President Tokayev does not hold all the cards. Dariga Nazarbayeva continues to head the Nur Otan party. She also remains a member of the Constitutional Council, an Athenian-style areopagus (a council of elders), which retains a guardianship role over the government. But Tokayev vets government appointments and makes official overseas visits as Elbasy (Leader of the Nation), a title that also grants him immunity from prosecution. More importantly, he retains control of the army through his chairmanship of the NSC, which by a 2018 law makes its decisions ‘subject to strict execution by state bodies’. Not coincidentally Tokayev’s position resembles Deng Xiaoping’s retention of the chairmanship of China’s Military Commission after stepping back from the political ‘front line’ in the 1980s.

In spite of the alleged infighting, Dariga’s name appeared again on Nur Otan’s candidates’ list in November. Nur Otan held 84 of the 98 Mazhilis seats, and it controls the media and the electoral process. It was unlikely to lose its majority, but neither Tokayev nor Nazarbayev wanted the embarrassment of losing too many seats. Reconciliation suited both sides. Nazarbayev, Dariga and president Tokayev appeared together in a show of unity.

Also, over the last year pro-democracy demonstrations have reflected growing unhappiness with the Nur Otan monopoly. The government has increasingly used internet ‘disruptions-to-service’ to foil planned protests. In its latest ‘Freedom of the Net 2019’ report, Freedom House, the Washington-based NGO, concludes that Kazakhstan, along with Sudan, experienced the greatest deterioration in internet freedom over 2019.

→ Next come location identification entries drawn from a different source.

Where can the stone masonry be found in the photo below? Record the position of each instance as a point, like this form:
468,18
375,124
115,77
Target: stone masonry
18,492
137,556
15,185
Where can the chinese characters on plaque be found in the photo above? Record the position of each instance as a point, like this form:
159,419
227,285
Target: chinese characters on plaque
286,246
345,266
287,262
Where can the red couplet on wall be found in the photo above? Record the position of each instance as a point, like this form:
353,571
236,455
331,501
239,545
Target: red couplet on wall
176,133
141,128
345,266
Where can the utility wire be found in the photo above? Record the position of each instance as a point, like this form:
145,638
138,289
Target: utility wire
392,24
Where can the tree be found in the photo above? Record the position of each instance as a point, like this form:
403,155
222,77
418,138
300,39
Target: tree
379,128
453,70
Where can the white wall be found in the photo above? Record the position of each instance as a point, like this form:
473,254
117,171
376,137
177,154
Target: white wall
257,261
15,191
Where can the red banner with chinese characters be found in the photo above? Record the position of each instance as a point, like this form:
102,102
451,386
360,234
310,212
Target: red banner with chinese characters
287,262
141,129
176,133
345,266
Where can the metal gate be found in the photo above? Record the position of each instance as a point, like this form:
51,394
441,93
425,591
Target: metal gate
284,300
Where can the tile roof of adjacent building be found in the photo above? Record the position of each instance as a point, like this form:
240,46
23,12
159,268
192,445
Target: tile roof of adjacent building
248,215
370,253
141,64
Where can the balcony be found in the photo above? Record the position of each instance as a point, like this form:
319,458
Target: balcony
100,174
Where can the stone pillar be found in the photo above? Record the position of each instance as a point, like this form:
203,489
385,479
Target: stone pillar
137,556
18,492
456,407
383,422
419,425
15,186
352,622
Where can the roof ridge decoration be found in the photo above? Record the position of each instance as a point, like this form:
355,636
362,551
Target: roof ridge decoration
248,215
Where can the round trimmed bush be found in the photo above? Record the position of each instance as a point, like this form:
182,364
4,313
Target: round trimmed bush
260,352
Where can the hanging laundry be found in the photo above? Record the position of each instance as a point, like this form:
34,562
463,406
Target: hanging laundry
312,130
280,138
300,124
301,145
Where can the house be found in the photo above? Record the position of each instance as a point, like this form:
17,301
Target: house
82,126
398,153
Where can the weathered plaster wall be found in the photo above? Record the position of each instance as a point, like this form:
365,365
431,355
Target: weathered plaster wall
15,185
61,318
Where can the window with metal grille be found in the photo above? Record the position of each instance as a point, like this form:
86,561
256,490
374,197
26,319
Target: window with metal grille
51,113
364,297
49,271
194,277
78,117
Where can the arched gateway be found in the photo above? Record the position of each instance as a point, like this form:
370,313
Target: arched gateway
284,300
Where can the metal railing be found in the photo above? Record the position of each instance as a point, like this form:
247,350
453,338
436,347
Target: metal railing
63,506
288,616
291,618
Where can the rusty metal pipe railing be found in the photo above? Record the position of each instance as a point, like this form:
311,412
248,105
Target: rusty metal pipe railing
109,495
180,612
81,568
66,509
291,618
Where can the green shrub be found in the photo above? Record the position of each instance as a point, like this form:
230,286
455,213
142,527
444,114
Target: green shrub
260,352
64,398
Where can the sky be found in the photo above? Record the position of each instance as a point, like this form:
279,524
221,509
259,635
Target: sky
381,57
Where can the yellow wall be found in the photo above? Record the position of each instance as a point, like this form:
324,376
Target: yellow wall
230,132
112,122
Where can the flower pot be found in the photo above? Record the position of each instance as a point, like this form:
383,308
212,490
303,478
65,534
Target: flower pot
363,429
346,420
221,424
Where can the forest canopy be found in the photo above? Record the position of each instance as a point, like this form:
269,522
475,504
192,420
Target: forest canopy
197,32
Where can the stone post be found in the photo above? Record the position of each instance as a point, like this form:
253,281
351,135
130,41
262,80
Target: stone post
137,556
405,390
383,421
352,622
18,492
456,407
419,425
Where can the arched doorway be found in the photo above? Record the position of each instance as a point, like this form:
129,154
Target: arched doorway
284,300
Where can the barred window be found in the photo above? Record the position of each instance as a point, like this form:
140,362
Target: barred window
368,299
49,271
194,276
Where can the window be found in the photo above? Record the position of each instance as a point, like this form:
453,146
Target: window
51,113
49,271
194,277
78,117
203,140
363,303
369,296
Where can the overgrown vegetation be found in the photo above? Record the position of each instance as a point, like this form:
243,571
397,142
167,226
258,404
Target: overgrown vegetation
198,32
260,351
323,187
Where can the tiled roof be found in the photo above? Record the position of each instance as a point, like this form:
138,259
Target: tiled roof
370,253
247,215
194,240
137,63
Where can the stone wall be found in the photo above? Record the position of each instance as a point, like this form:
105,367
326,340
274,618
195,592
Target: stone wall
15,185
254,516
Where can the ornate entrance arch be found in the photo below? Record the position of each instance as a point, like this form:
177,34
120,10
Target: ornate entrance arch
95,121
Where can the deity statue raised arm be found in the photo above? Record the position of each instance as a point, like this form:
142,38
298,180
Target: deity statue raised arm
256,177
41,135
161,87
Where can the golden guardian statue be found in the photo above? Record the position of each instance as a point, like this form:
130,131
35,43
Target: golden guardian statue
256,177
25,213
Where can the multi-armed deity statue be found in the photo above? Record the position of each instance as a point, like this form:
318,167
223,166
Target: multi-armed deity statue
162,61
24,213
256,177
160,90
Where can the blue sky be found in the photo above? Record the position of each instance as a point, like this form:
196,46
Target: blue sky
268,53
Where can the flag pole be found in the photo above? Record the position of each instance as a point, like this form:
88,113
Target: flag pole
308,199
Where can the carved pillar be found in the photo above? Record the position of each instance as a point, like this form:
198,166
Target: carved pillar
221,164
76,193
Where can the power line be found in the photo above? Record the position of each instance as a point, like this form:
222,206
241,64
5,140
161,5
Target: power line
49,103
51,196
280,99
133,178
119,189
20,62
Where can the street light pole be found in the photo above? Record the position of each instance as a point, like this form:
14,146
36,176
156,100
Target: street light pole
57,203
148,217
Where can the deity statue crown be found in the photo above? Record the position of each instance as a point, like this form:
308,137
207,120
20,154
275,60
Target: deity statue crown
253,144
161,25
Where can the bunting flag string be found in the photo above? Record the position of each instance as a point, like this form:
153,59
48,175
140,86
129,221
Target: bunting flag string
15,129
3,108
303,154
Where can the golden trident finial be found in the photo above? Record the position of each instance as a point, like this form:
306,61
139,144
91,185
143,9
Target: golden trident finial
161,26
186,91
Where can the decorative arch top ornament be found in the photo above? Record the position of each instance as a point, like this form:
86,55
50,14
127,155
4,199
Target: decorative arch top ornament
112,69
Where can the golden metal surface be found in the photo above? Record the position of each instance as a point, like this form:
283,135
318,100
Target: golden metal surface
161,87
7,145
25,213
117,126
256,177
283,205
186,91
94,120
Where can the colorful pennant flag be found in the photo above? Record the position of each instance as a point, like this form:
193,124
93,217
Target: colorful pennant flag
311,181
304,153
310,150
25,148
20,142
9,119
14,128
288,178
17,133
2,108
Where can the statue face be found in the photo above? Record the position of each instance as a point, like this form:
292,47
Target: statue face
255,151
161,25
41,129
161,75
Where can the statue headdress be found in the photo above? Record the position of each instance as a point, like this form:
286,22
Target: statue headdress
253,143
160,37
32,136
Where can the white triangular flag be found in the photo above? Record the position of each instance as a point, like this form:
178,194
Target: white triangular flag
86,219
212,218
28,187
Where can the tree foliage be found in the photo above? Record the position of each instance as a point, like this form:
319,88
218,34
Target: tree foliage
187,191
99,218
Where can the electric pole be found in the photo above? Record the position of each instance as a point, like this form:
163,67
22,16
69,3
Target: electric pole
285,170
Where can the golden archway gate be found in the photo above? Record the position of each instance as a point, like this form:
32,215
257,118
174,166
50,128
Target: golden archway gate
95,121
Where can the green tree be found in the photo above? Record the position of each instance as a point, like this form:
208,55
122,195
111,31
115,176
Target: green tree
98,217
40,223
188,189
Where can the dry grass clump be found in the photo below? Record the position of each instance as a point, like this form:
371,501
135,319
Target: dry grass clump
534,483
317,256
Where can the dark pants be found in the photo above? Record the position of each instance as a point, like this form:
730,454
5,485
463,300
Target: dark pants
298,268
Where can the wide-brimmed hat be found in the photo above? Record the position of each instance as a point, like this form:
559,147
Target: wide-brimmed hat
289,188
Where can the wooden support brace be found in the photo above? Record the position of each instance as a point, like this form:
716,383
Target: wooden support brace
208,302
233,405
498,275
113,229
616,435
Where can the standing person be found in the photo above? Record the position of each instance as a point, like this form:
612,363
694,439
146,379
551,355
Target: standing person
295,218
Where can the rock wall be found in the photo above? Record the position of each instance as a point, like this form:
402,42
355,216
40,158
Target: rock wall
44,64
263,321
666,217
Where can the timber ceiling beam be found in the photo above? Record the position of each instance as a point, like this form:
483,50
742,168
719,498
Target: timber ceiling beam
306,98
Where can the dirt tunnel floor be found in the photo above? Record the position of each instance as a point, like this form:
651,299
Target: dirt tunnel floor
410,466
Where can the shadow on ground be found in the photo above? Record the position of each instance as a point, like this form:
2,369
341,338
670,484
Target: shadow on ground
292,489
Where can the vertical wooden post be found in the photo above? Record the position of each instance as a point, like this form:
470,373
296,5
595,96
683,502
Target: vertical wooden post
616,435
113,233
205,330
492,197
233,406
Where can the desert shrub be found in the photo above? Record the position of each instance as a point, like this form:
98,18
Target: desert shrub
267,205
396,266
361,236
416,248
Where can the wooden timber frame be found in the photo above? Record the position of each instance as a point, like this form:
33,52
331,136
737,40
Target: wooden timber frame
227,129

Nevertheless, western media’s usual view of Kazakhstan as a tin-pot dictatorship is misjudged. That might be a fair characterisation of Venezuela, a similarly middle-sized country that is also staggeringly rich in mineral resources, but not of Kazakhstan. Venal, nepotistic and dysfunctional its leading families may be, but Kazakhstan has been highly successful since independence.

By making Kazakhstan a prosperous, property-owning, middle-class society with developing civil institutions, Nazarbayev has created the preconditions for democracy. Whether Kazakhstan is capable of fully transitioning to democracy is open to question. But as Kazakhstan’s foreign minister has correctly observed, ‘It took centuries before genuine democracy arrived in Europe.’ In the post-war period, South Korea and Taiwan succeeded while Thailand failed. The chances are that the emergence of democracy in Kazakhstan will be a bumpy ride.

But Kazakhstan is not the simplistic, identikit totalitarian state that the western press is describing after the elections. Nor is it the joke purveyed by Sacha Baron Cohen through his alter ego Borat.